Synonymous journal at the major academic publisher to be affected by industrial action for the first time in its 155-year history.
A pile of magazines on a black background.

On June 20, UK-based staff at Springer Nature are set to walk out after an overwhelming vote to take strike action over pay and conditions. Staff organized in the National Union of Journalists (NUJ), which include nearly 400 editors, art editors, production staff, and journalists, will down tools in what has been described as “unprecedented” action by staff at the renowned academic publisher.

The NUJ first announced it was balloting its members for industrial action last month, after talks between the union and Springer Nature broke down in April. Springer Nature had offered its staff an “above-inflation” pay increase of 5.8%, which the NUJ rejected, causing the call to strike. Turnout for the vote was 90%, of which 93% voted in favor of strike action.

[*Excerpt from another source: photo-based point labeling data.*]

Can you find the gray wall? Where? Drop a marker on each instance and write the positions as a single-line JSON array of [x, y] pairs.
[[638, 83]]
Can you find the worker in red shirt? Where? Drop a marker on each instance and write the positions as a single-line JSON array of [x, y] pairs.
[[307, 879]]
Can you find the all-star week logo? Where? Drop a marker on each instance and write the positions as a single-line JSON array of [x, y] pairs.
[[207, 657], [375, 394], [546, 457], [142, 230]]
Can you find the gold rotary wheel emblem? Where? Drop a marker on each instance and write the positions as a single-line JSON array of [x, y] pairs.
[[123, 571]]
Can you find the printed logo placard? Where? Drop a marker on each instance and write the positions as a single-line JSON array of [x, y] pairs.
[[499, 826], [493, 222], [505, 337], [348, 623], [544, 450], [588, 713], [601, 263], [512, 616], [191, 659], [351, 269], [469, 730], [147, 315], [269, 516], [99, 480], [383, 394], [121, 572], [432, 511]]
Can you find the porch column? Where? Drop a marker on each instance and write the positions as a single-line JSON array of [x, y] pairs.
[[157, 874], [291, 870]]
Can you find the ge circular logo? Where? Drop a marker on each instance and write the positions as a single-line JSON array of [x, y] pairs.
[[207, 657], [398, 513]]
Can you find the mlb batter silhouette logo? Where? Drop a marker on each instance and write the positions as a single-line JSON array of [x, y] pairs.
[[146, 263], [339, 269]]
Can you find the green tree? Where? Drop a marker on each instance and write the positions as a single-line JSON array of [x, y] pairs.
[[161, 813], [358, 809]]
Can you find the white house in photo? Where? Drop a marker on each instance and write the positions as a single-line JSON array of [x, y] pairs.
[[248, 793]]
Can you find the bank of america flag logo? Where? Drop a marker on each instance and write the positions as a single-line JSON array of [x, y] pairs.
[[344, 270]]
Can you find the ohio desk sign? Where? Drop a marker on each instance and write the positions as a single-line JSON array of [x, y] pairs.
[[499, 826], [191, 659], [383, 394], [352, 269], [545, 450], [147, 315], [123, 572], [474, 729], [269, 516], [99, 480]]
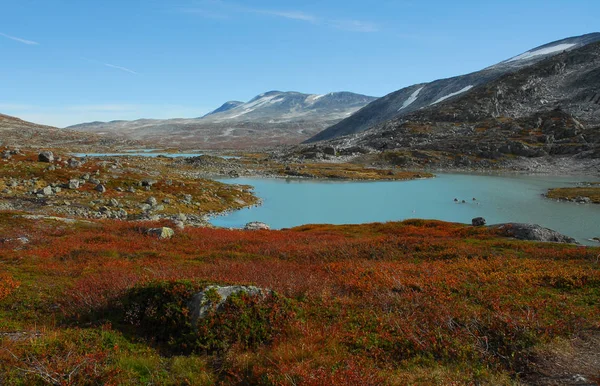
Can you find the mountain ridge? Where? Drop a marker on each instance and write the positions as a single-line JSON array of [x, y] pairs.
[[269, 119], [395, 104]]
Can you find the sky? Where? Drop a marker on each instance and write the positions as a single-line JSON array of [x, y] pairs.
[[64, 62]]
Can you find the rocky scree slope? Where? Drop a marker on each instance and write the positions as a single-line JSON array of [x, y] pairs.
[[547, 111], [419, 96], [270, 119]]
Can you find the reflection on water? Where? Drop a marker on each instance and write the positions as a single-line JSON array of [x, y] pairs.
[[288, 202]]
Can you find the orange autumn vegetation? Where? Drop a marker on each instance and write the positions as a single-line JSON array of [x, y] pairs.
[[416, 302]]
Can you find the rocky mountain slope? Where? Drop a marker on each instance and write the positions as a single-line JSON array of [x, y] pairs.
[[270, 119], [15, 132], [546, 115], [409, 99]]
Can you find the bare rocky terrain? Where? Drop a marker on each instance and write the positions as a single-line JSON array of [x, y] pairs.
[[270, 119], [542, 118]]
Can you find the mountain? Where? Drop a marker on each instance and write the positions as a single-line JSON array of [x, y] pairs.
[[17, 133], [544, 115], [270, 119], [225, 107], [423, 95]]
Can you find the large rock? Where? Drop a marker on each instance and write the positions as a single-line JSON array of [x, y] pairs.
[[215, 296], [257, 226], [161, 233], [478, 221], [47, 191], [46, 156], [533, 232], [74, 184]]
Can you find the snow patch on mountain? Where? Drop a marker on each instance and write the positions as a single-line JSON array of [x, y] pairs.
[[411, 99], [313, 98], [452, 94], [542, 51]]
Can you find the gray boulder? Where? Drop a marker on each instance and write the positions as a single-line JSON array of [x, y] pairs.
[[74, 184], [47, 191], [74, 163], [478, 221], [257, 226], [533, 232], [161, 233], [215, 296], [46, 156]]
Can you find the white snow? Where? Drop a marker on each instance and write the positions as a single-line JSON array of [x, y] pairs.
[[452, 94], [542, 51], [249, 107], [313, 98], [411, 99]]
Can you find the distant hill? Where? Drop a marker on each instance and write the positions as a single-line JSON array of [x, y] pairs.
[[15, 132], [419, 96], [546, 113], [270, 119]]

In a press release by the NUJ, staff expressed their grievances not just over pay, but working conditions as well. One editor speaking anonymously to the NUJ described a job “which takes more than eight hours a day, for which I travel, often staying up until midnight at conference poster sessions, recruiting papers, talking to people. [The 5.8% pay offer] is not enough to work on a severely, chronically understaffed team, sometimes handling difficult issues around scientific misconduct, corrections and retractions.”

According to the NUJ, June 20 will be the first day of a number of strike days expected to last throughout the rest of the month and July. Other action on non-strike days will include “working to rule”.

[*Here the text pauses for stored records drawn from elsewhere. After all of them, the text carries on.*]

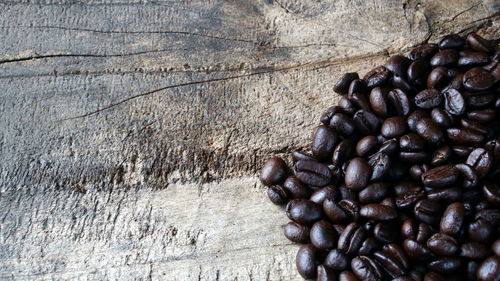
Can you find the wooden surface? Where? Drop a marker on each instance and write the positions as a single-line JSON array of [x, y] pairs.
[[131, 131]]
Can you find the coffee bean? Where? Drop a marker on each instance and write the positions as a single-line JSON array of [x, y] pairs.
[[357, 174], [366, 269], [342, 85], [303, 211], [313, 173], [393, 127], [307, 261], [478, 79], [451, 41], [428, 98], [378, 212], [273, 171]]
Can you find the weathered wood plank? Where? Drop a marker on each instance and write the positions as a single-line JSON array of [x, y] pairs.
[[131, 131]]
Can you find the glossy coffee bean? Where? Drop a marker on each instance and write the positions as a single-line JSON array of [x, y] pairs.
[[303, 211], [307, 261], [313, 173], [273, 172], [342, 85], [357, 174]]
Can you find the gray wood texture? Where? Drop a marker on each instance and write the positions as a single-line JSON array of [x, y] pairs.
[[131, 132]]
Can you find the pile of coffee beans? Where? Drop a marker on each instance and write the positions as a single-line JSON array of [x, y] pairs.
[[402, 181]]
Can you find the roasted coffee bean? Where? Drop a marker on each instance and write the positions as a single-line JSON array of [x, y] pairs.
[[307, 261], [428, 211], [423, 52], [478, 43], [451, 41], [357, 174], [430, 131], [452, 219], [342, 85], [400, 102], [366, 122], [323, 236], [440, 176], [351, 238], [357, 86], [377, 76], [296, 232], [295, 188], [273, 172], [393, 127], [366, 145], [489, 269], [303, 211], [428, 98], [366, 269], [373, 192], [277, 194], [442, 244], [313, 173], [454, 102], [481, 161], [474, 250], [437, 77], [445, 264], [478, 79], [378, 212], [325, 274], [337, 260]]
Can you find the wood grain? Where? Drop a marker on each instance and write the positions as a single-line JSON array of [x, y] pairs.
[[131, 131]]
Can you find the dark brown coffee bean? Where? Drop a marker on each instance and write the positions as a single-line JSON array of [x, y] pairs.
[[393, 127], [366, 145], [323, 141], [357, 174], [478, 43], [454, 102], [453, 41], [442, 244], [440, 176], [437, 77], [489, 269], [277, 195], [313, 173], [380, 164], [296, 232], [478, 79], [378, 212], [400, 102], [481, 161], [295, 188], [307, 261], [377, 76], [337, 260], [273, 172], [430, 131], [366, 122], [423, 52], [303, 211], [323, 236], [428, 98], [445, 264], [366, 269], [397, 65], [342, 85], [351, 238], [474, 250], [464, 136], [428, 211]]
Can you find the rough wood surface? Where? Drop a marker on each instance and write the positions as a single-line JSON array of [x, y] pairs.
[[131, 131]]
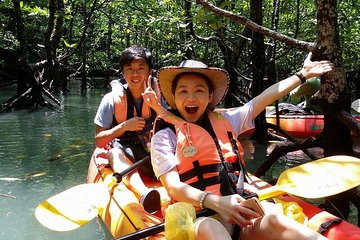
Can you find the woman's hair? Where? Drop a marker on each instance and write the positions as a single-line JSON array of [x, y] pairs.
[[135, 52], [207, 80]]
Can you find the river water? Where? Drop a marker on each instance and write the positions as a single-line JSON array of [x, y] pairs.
[[45, 152]]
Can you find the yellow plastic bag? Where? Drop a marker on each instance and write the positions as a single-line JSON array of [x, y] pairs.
[[179, 221], [293, 210]]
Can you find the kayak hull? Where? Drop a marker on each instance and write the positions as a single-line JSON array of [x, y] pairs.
[[124, 215]]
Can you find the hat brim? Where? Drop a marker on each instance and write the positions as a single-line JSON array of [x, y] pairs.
[[219, 78]]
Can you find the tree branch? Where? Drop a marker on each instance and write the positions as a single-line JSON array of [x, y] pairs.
[[305, 46]]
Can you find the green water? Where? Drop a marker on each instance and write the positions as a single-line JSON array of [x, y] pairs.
[[43, 153]]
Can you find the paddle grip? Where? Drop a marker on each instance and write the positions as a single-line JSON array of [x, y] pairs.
[[130, 169], [143, 233]]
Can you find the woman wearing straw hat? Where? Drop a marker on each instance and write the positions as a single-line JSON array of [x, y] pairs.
[[191, 145]]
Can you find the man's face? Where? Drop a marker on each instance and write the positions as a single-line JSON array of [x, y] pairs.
[[136, 74]]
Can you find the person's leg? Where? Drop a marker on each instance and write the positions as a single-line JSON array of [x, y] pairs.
[[208, 228], [149, 198], [278, 227]]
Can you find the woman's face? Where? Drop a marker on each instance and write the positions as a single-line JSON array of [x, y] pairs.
[[192, 96]]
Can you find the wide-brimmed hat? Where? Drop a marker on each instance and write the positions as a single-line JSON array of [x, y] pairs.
[[219, 78]]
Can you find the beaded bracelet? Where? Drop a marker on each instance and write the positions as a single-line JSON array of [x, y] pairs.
[[202, 199], [301, 77]]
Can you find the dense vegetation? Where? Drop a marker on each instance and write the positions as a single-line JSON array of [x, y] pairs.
[[46, 43]]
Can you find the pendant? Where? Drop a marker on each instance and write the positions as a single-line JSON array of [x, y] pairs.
[[189, 151]]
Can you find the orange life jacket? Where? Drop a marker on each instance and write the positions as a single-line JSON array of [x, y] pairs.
[[199, 158]]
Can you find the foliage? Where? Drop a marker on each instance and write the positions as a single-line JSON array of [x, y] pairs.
[[161, 26]]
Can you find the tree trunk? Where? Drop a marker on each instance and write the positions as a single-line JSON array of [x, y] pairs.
[[336, 135], [258, 65]]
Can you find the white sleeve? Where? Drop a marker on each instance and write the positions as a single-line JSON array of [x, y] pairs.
[[241, 117], [105, 113], [163, 147]]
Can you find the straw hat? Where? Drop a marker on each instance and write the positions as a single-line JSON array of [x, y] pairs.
[[219, 77]]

The industrial action is expected to affect dozens of journals in Springer Nature’s portfolio, including society journals like that of the European Molecular Biology Organization. The flagship journal Nature will also be affected, and could even end up missing a weekly issue for the first time since it was founded in 1869.

The impact that this will have on scientists and their research is unclear. Manuscripts currently under review or in production will almost certainly face delays, whilst researchers with a freshly written paper keen to have their work published may look to other journals for the duration of the strike.

There has not been an official statement on the matter by Springer Nature, but speaking before the result of the strike ballot, a spokesperson for the company said:

“We have a good relationship with the NUJ which has lasted for many years and fully respect and engage with them in accordance with the terms of our recognition agreement. We are confident that the above inflation salary increase on offer is a fair one. Additionally, we have introduced a range of measures to assist with increased commuting and living costs for all UK employees. We hope the situation with the NUJ will be resolved soon.”